Titre de l’exposition inspiré du début de l’ère industriel et du mouvement futuriste. Un mot onomatopéique qui retranscrit un son qui a jailli de l’atelier des deux artistes pendant la création. VRAOM est également un acronyme : Volume, Ruins And Organic Materials.

En tant qu'artistes européens, quels sont pour vous les enjeux et motivations d'être présents sur le continent ?

Philipp: Nous sommes venus en Afrique de l'Ouest alors que nous étions dans une phase initiale de coopération. Cela a renforcé nos centres d'intérêt, ce qui nous a permis de nouer des liens. Nous avons été impressionnés par la croissance rapide de la région, ses richesse et diversité culturelles, mais surtout par la fausse image de l'Afrique que l'on nous avait inculquée dès l'enfance dans les écoles et institutions européennes.
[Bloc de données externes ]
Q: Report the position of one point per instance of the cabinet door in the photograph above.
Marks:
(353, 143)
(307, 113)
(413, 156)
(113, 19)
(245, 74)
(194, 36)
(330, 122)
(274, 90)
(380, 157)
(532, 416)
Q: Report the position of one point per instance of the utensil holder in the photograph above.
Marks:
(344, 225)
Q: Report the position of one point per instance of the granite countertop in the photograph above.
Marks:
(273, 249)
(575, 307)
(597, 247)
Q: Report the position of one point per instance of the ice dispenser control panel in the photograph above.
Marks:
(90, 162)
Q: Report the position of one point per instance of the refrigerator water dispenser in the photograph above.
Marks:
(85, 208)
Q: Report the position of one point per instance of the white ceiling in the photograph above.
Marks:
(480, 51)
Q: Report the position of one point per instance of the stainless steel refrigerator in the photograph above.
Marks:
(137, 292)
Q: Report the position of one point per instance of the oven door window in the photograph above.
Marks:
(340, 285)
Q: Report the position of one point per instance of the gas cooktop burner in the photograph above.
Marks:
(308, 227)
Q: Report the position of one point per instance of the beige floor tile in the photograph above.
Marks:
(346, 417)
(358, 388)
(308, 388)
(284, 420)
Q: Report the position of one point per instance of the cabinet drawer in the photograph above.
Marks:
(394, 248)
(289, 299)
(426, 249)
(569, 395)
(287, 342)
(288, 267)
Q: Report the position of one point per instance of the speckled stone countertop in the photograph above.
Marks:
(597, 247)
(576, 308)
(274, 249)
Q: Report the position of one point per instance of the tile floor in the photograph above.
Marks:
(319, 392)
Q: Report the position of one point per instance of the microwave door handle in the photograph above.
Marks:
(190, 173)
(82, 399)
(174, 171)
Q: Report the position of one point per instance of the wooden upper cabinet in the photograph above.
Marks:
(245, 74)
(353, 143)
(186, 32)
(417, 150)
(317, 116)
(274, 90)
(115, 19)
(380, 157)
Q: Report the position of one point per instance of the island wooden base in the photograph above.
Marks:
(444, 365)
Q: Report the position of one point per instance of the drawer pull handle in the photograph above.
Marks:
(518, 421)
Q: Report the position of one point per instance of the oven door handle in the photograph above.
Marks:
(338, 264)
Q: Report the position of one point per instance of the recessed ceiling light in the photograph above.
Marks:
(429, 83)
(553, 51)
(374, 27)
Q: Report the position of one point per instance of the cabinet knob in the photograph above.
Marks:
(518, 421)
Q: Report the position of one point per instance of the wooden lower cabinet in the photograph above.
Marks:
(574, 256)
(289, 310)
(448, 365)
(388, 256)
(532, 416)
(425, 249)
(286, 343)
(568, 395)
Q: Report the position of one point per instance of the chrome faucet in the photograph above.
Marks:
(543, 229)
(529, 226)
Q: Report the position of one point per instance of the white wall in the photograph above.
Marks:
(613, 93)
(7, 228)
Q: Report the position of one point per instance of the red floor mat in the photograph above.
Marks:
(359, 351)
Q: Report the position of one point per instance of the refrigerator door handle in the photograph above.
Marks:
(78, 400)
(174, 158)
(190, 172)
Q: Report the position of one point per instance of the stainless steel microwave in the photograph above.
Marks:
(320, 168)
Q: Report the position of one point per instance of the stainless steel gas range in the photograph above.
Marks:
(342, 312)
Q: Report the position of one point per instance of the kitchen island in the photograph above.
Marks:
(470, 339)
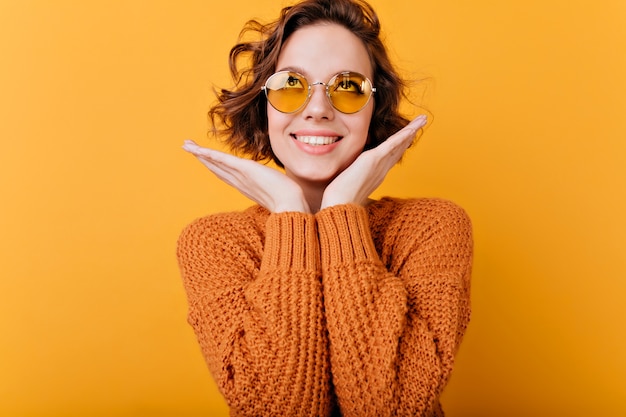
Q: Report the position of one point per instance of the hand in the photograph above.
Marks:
(367, 172)
(264, 185)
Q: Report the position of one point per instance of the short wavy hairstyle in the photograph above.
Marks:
(240, 114)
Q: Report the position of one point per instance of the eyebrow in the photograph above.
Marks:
(293, 69)
(302, 71)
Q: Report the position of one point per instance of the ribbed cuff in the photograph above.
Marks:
(345, 235)
(291, 241)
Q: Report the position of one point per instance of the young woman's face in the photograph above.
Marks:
(319, 52)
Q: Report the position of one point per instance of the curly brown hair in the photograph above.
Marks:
(240, 114)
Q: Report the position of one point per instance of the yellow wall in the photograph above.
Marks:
(96, 98)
Compte tenu de la douleur que nos ancêtres africains ont enduré à cause de l'esclavage et de leur culture volée, des objets sacrés qui gisent encore dans les caves des musées européens, nous avons trouvé extraordinaire l'accueil qui nous a été réservé et la franchise avec laquelle nous avons pu échanger autour de ces questions.

Le livre Nations nègres et culture de Cheikh Anta Diop a été important pour nous et nous a éclairé sur ce que nous ne comprenions pas auparavant.

Mischa : Les villes africaines ont une dynamique incroyable, elles ne se laissent pas penser ou planifier, elles grandissent et s’adaptent au mouvement de sa population, des gens, eIles ont réinventé la pensée urbaine. Nous avons découvert un lien entre cet urbanisme incontrôlable et nos sculptures qui grandissent par couches qui s’accumulent, et par fragments associables et dissociables.

Enfin pour nous, c’est une chance d’être entourés de cette famille d’artistes à Dakar. L’ Afrique de l’Ouest est en train de développer une scène artistique très personnelle, qui transmet une énergie incroyable. L’enjeu pour nous est de vivre en Europe, et de construire un lien fort avec les artistes et les lieux d’art en Afrique, via différentes formes de collaborations et d’échanges. Ce projet est né de la rencontre d’abord avec Aliou Diack à Abidjan, puis avec Océane Harati à Dakar, ce sont deux personnes motivées, intuitives et ambitieuses, qui nous comprennent et qui comme nous, regardent au delà des frontières.